Industry contacts, however, assert that Spain's vote was a political
gesture to thank French President Sarkozy for helping to arrange
President Zapatero's presence at the November 2008 G-20 financial
summit in Washington.

¶6. (U) The GOS has traditionally been a strong supporter of biotech
corn due to high domestic demand for feed corn within the livestock
sector. Spain is the number two pork producer within the EU and the
number one corn importer. GM corn plantings in Spain reached nearly
200,000 acres in 2008 - approximately 30 percent of total Spanish
feed corn production. Cultivation of MON810 corn is mainly
concentrated in Aragon and Catalonia, where the European corn borer,
which MON810 protects against, is a serious pest. The feed compound
industry and the livestock sector are supportive of GM corn. Within
the agriculture sector, only left-wing farmers' unions have negative
opinions of GMOs.


¶7. (SBU) Anti-GMO forces periodically attempt to build support for
a prohibition on GMO cultivation in Spain. According to Monsanto's
biotechnology director, two left-wing parties have recently
discussed introducing such legislation in the Spanish parliament. A
Socialist (ruling) party Member offered reassurances that his party
would oppose such a move, but advised that the issue bears watching,
especially given the government's uncertain majority.
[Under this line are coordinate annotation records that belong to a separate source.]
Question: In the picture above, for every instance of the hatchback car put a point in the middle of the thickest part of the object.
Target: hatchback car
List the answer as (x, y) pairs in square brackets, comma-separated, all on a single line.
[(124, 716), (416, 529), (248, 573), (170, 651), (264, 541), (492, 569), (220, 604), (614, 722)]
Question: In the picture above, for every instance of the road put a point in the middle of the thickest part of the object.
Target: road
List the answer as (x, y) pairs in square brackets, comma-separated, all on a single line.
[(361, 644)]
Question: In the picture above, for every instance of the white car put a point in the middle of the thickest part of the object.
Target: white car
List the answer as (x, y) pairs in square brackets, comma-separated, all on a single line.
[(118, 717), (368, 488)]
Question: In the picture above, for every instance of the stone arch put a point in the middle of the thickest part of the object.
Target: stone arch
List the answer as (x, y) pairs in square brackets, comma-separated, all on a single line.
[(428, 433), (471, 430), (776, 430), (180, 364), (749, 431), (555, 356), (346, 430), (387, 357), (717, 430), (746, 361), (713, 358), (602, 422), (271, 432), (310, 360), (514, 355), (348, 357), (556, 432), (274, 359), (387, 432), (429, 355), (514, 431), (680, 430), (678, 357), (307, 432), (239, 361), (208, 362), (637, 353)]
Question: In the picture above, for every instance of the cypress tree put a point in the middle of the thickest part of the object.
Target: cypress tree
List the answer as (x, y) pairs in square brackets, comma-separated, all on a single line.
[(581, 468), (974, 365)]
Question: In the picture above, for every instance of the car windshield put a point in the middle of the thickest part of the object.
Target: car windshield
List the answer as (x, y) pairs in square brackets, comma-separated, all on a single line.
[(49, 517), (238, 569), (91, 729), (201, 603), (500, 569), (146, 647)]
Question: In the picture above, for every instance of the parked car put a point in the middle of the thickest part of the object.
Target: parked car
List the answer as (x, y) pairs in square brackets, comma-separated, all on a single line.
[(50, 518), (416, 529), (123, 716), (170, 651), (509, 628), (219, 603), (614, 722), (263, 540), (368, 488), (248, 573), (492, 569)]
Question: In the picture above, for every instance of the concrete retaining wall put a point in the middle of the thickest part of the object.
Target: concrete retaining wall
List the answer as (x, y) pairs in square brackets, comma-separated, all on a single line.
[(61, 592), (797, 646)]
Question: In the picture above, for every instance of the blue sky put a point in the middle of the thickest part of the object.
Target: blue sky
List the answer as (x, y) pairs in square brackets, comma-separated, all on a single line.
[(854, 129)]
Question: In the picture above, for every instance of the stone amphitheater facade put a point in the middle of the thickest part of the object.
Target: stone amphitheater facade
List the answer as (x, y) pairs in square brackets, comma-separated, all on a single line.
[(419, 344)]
¶8. (U) In addition, there have been worrisome developments in
several of Spain's 17 autonomous communities, which, led by

MADRID 00000482 002.2 OF 002

Catalonia and the Basque Country, continue to seek more autonomy via
a vis the central government. In March 2008, the Canary Islands
were declared GM-free. Since fewer than 1,380 acres of corn are
grown in the Canaries, this is considered mostly a symbolic gesture.
However, on February 5, 2009, an initiative was proposed in the
Catalonian Regional Parliament to declare the region GM-free. The
initiative has not yet come up for a vote, and its prospects are
uncertain. Such an action would be cause for serious concern, since
Catalonia is a center of GMO corn cultivation. More recently, on
April 21, 2009, the Basque Parliament passed stringent biotech
coexistence legislation which could likely force farmers to halt
planting of MON810 due to strict compliance issues. The Spanish
Association of Biotechnology Industries (ANOVE) will challenge the
Basque legislation.

¶9. (U) In February 2008, France notified to the EC an Order
suspending cultivation of MON810 and further invoked safeguard and
emergency measures to provisionally prohibit the cultivation of
MON810 on its territory. In response, the Scientific Panel on
Genetically Modified Organisms of the European Food Safety Authority
(EFSA) issued a Scientific Opinion on October 29, 2008. In its
report, the panel assessed the package of documents supporting and
justifying the French safeguard clause and the duration of the
invoked measure. The panel concluded that, in terms of risk to
human and animal health and the environment, the information
provided by France presented no new scientific evidence that would
invalidate the previous risk assessments of MON810. It further
concluded that invoking the safeguard clause and emergency measure
was scientifically unjustified. The EU is currently facing the
MON810 cultivation renewal process. The renewal is the legal
condition for the lifting of the ban under French law. Within the
scientific review carried out by EFSA, the Spanish authorities and
experts have completed the environmental risk assessment for MON810
corn. According to Monsanto, the EFSA Scientific Opinion report is
being questioned. The GOF has sent letters to different Member
States urging them to sign up and request an in-depth examination of
the application for the renewal of MON810.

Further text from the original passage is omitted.